Open mariosasko opened 6 months ago
Would you like to open a PR for this? 🤗
This issue is stale because it has been open 30 days with no activity. Remove stale label or comment or this will be closed in 5 days.
Marking this issue as a good first issue. If it doesn't get addressed after a while, I'll take a stab at it.
This issue is stale because it has been open 30 days with no activity. Remove stale label or comment or this will be closed in 5 days.
Interested in this. Can someone get it assigned to me?
@WenheLI Assigned :)
@mariosasko - Sorry just saw this! Can you guide me how to get started as I am still new to this project! Thanks a lot for your help!

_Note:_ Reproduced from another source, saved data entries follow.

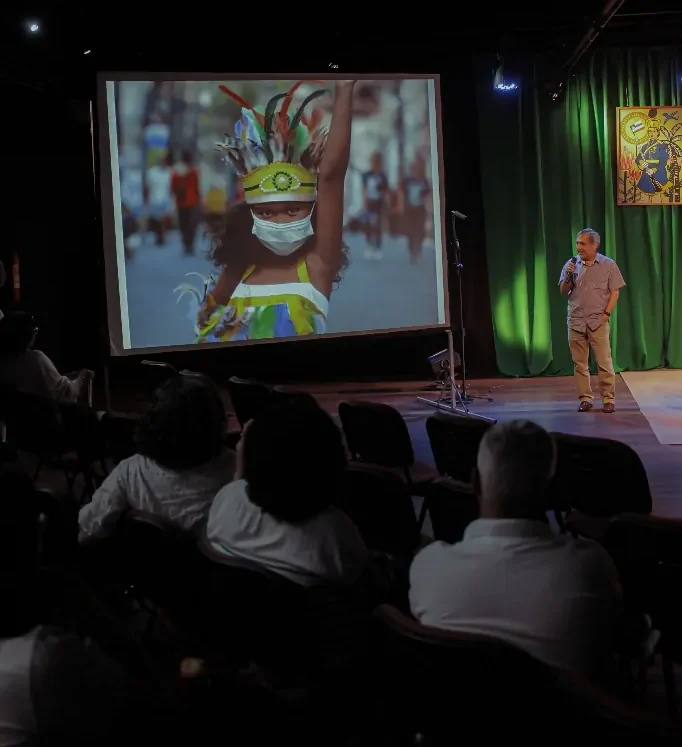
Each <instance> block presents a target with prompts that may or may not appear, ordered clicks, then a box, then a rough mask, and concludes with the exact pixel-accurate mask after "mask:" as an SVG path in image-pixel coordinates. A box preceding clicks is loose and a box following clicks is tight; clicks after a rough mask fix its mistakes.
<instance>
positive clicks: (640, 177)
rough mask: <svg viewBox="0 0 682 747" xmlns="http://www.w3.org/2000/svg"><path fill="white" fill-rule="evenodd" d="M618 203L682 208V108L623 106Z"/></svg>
mask: <svg viewBox="0 0 682 747" xmlns="http://www.w3.org/2000/svg"><path fill="white" fill-rule="evenodd" d="M616 123H617V127H618V136H617V142H618V162H617V169H618V176H617V180H616V204H617V205H623V206H630V205H639V206H643V207H646V206H648V205H682V198H681V192H682V174H681V173H680V166H681V165H682V106H620V107H618V111H617V114H616Z"/></svg>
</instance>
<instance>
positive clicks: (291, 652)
mask: <svg viewBox="0 0 682 747" xmlns="http://www.w3.org/2000/svg"><path fill="white" fill-rule="evenodd" d="M206 575H207V578H205V579H204V582H203V585H204V587H205V588H207V591H208V593H207V596H206V598H205V600H204V604H205V605H207V606H208V609H207V614H204V615H203V617H204V619H205V623H204V627H205V629H206V632H207V635H208V636H210V637H211V638H215V639H217V640H220V642H221V644H222V645H224V647H225V648H224V650H225V651H230V650H232V651H234V652H235V653H236V654H237V655H238V656H240V657H244V658H245V659H246V660H247V661H248V660H252V661H255V662H257V663H258V664H260V665H261V666H263V667H265V668H268V669H270V670H272V671H277V672H282V671H288V670H290V669H291V667H292V666H293V667H296V666H298V667H299V668H300V671H303V670H308V669H310V667H311V666H312V662H311V658H312V657H313V652H312V649H313V648H314V647H313V646H311V642H312V640H313V638H314V636H315V630H314V626H313V625H312V623H311V620H310V618H309V617H308V615H307V610H306V607H305V590H304V588H303V587H302V586H299V585H298V584H295V583H293V582H292V581H289V580H287V579H285V578H284V577H282V576H277V575H276V574H274V573H269V572H267V571H263V570H262V569H260V568H259V567H258V566H257V565H255V564H252V563H251V564H249V563H243V562H230V561H228V560H221V562H211V563H210V570H209V569H207V571H206Z"/></svg>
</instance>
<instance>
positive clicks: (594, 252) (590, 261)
mask: <svg viewBox="0 0 682 747" xmlns="http://www.w3.org/2000/svg"><path fill="white" fill-rule="evenodd" d="M575 243H576V248H577V251H578V253H577V256H575V257H572V258H571V259H570V260H569V261H568V262H566V264H565V265H564V268H563V270H562V271H561V276H560V278H559V290H560V291H561V294H562V295H564V296H568V344H569V347H570V349H571V357H572V358H573V377H574V379H575V383H576V387H577V389H578V399H579V400H580V404H579V406H578V410H579V411H580V412H589V411H590V410H591V409H592V407H593V406H594V405H593V395H592V387H591V384H590V371H589V358H590V348H592V350H593V352H594V357H595V359H596V361H597V367H598V374H597V378H598V381H599V390H600V394H601V398H602V405H603V411H604V412H606V413H611V412H614V410H615V409H616V374H615V371H614V368H613V359H612V357H611V339H610V321H611V314H612V313H613V310H614V309H615V307H616V303H617V302H618V297H619V295H620V289H621V288H624V287H625V281H624V280H623V276H622V275H621V272H620V270H619V269H618V265H617V264H616V263H615V262H614V261H613V260H612V259H609V258H608V257H605V256H604V255H603V254H600V253H599V246H600V244H601V238H600V236H599V234H598V233H597V232H596V231H595V230H594V229H593V228H584V229H583V230H582V231H580V232H579V233H578V236H577V237H576V242H575Z"/></svg>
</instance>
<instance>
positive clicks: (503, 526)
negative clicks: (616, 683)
mask: <svg viewBox="0 0 682 747" xmlns="http://www.w3.org/2000/svg"><path fill="white" fill-rule="evenodd" d="M555 470H556V447H555V443H554V439H553V438H552V436H551V435H550V434H549V433H548V432H547V431H546V430H545V429H544V428H541V427H540V426H539V425H536V424H535V423H531V422H529V421H527V420H517V421H512V422H509V423H501V424H498V425H495V426H493V427H492V428H490V429H489V430H488V431H487V432H486V434H485V436H484V437H483V440H482V441H481V445H480V447H479V452H478V460H477V467H476V470H475V472H474V475H473V485H474V487H475V489H476V492H477V495H478V499H479V506H480V518H479V519H476V520H475V521H473V522H472V523H471V524H469V526H468V527H467V528H466V531H465V532H464V537H463V538H462V541H461V542H458V543H456V544H454V545H449V544H446V543H445V542H434V543H432V544H431V545H428V546H427V547H426V548H424V549H423V550H422V551H421V552H419V553H418V554H417V556H416V557H415V559H414V560H413V562H412V566H411V568H410V592H409V598H410V608H411V610H412V614H413V615H414V616H415V617H416V618H417V619H418V620H419V621H420V622H421V623H422V624H424V625H428V626H433V627H436V628H442V629H445V630H454V631H461V632H467V633H473V634H478V635H487V636H490V637H492V638H497V639H498V640H500V641H504V642H506V643H509V644H511V645H513V646H515V647H517V648H519V649H522V650H524V651H526V653H528V654H530V655H531V656H534V657H535V658H536V659H539V660H540V661H543V662H545V663H546V664H549V665H550V666H552V667H557V668H559V669H565V670H570V671H573V672H579V673H581V674H584V675H588V676H593V675H594V676H599V675H602V674H604V675H605V674H608V673H610V672H611V667H612V664H613V657H612V655H611V652H612V651H613V646H614V637H615V635H616V633H615V629H616V625H617V624H618V622H619V618H620V612H621V598H620V584H619V580H618V574H617V571H616V568H615V566H614V564H613V562H612V561H611V558H610V557H609V555H608V554H607V552H606V550H604V548H602V547H601V546H600V545H598V544H596V543H593V542H590V541H589V540H584V539H574V538H573V536H571V535H568V534H561V535H560V534H556V533H555V532H554V531H552V529H551V528H550V526H549V522H548V520H547V517H546V513H545V512H546V510H547V508H548V506H549V500H548V492H549V491H550V490H551V484H552V479H553V478H554V474H555Z"/></svg>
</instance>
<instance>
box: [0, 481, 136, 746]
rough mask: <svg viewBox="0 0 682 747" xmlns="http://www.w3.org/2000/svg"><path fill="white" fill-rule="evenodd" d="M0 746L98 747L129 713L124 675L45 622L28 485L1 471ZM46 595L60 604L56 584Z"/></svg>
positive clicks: (50, 577)
mask: <svg viewBox="0 0 682 747" xmlns="http://www.w3.org/2000/svg"><path fill="white" fill-rule="evenodd" d="M0 497H1V498H2V505H1V507H0V508H1V510H2V521H1V522H0V595H1V598H2V613H1V614H0V745H3V747H4V746H9V745H26V744H69V745H79V744H102V743H103V740H104V739H106V738H107V737H108V736H109V735H111V734H112V731H113V730H114V729H115V728H117V727H123V728H125V727H124V722H123V721H121V718H122V717H123V716H124V715H125V713H126V711H127V710H128V708H129V706H130V705H131V703H130V701H129V700H128V693H129V688H128V684H129V683H128V682H127V678H126V676H125V674H124V671H123V669H122V668H121V667H120V666H119V665H118V664H117V663H115V662H114V661H113V660H112V659H110V658H109V657H107V656H106V655H105V654H104V653H103V652H102V651H101V650H100V649H98V648H97V647H96V646H95V645H94V644H93V643H92V642H91V641H89V640H87V639H83V638H81V637H79V636H77V635H74V634H73V633H70V632H67V631H66V630H64V629H59V628H54V627H51V626H49V625H46V624H45V623H47V622H48V618H50V617H51V616H52V615H51V613H50V610H48V609H46V608H45V602H46V597H48V596H49V595H50V594H48V593H46V587H45V582H44V581H41V573H42V571H41V569H40V567H39V562H40V544H41V541H40V540H41V526H42V525H41V520H40V516H39V510H38V508H37V504H36V503H35V502H34V501H33V500H32V498H33V485H32V483H31V479H30V478H29V477H28V476H27V475H25V474H24V475H22V474H21V473H20V472H18V471H17V470H12V469H8V468H3V469H2V471H0ZM45 581H47V582H48V583H50V586H49V592H50V593H51V594H53V595H54V596H57V597H58V598H57V603H58V604H60V603H62V602H63V599H62V598H60V597H59V594H58V592H57V591H56V589H55V584H54V583H53V581H54V579H53V578H52V577H50V578H48V579H46V580H45Z"/></svg>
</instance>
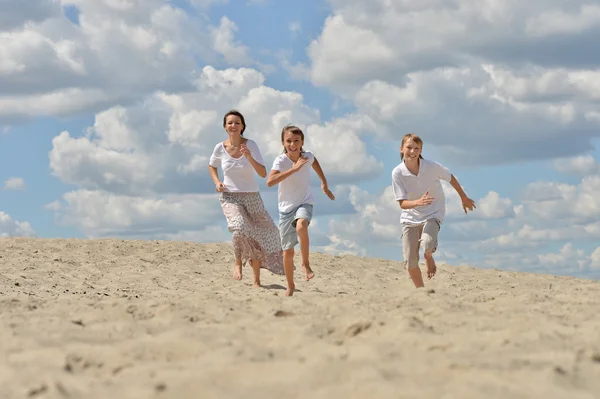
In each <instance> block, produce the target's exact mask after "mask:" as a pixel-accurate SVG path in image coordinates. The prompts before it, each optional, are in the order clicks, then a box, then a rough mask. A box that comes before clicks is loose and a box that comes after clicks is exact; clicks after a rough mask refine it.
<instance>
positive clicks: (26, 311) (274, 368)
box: [0, 238, 600, 399]
mask: <svg viewBox="0 0 600 399" xmlns="http://www.w3.org/2000/svg"><path fill="white" fill-rule="evenodd" d="M232 265H233V258H232V253H231V247H230V246H229V245H228V244H203V245H201V244H195V243H183V242H157V241H123V240H113V239H111V240H74V239H31V238H5V239H1V240H0V271H1V273H0V301H1V303H0V314H1V330H0V338H1V339H0V342H1V344H0V345H1V346H0V348H1V351H2V355H3V356H2V363H0V387H1V395H2V397H4V398H21V397H30V398H103V399H105V398H111V399H115V398H327V399H330V398H337V397H342V395H344V396H346V397H348V398H436V399H441V398H460V399H465V398H511V399H513V398H572V399H576V398H598V397H600V315H599V314H598V313H599V311H600V283H599V282H598V281H590V280H582V279H575V278H570V277H555V276H550V275H540V274H527V273H516V272H506V271H499V270H489V269H488V270H486V269H477V268H471V267H452V266H447V265H438V274H437V276H436V277H435V278H434V279H433V280H432V281H427V282H426V285H427V289H428V290H433V291H435V292H430V291H426V290H415V289H414V288H413V286H412V283H411V281H410V280H409V279H408V277H407V273H406V271H405V270H404V269H403V267H402V265H401V263H399V262H393V261H386V260H380V259H368V258H359V257H353V256H329V255H324V254H313V255H312V265H313V268H314V270H315V272H316V274H317V276H316V277H315V279H314V280H312V281H310V282H304V281H302V279H301V278H300V277H301V275H300V273H297V277H299V279H298V283H297V288H298V289H299V292H296V294H295V296H294V297H291V298H289V297H285V296H284V295H283V294H284V284H285V279H284V277H283V276H276V275H273V274H271V273H270V272H267V271H263V274H262V276H263V277H262V282H263V285H265V288H263V289H255V288H253V287H252V284H251V282H252V279H251V269H250V268H249V267H247V268H245V269H244V278H243V280H242V281H234V280H233V279H232V278H231V266H232ZM297 272H300V270H298V271H297Z"/></svg>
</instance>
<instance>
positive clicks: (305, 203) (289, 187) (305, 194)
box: [271, 151, 315, 213]
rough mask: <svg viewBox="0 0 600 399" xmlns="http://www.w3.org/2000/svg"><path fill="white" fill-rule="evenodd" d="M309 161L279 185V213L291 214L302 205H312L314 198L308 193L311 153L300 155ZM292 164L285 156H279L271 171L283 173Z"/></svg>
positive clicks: (312, 162) (276, 159) (280, 155)
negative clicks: (293, 210) (301, 155)
mask: <svg viewBox="0 0 600 399" xmlns="http://www.w3.org/2000/svg"><path fill="white" fill-rule="evenodd" d="M302 155H303V156H304V157H306V158H308V159H309V161H308V162H307V163H305V164H304V165H302V167H301V168H300V170H299V171H297V172H296V173H293V174H291V175H290V176H288V177H287V178H285V179H284V180H283V181H281V182H280V183H279V189H278V195H277V199H278V202H279V212H281V213H287V212H291V211H292V210H293V209H294V208H296V207H298V206H300V205H302V204H311V205H312V204H314V198H313V195H312V193H311V192H310V170H311V168H312V164H313V162H314V161H315V157H314V155H313V153H312V152H310V151H304V154H302ZM293 166H294V163H293V162H292V160H291V159H289V158H288V156H287V155H286V154H281V155H279V156H278V157H277V158H275V161H273V167H272V168H271V170H277V171H279V172H285V171H286V170H289V169H292V167H293Z"/></svg>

Sure! The idea is to use the arrow
crate (e.g., with ArrayData.from_pyarrow
) to decode PyArrow StringArray
/LargeStringArray
s (when they are given as input to the Tokenizer
). You can find the relevant code here (maybe this PR can also help, which has done the same thing for NumPy arrays).
To build the project, check this workflow file, in particular the part that installs the dependencies.
hello! @WenheLI are you still working on this?
@shreya-51 - Hi! Sorry for the late reply. And yes, I am still working on that
This issue is stale because it has been open 30 days with no activity. Remove stale label or comment or this will be closed in 5 days.
Most data processing libraries (Datasets, Polars, Pandas, DuckDB, etc.) are integrated with PyArrow, so native (zero-copy if possible) support for PyArrow arrays as input to avoid the unnecessary PyArrow to Python/NumPy conversion (pretty slow for string arrays) would be nice.
PS: PyArrow has recently added support for the PyCapsule interface, which should help with the implementation.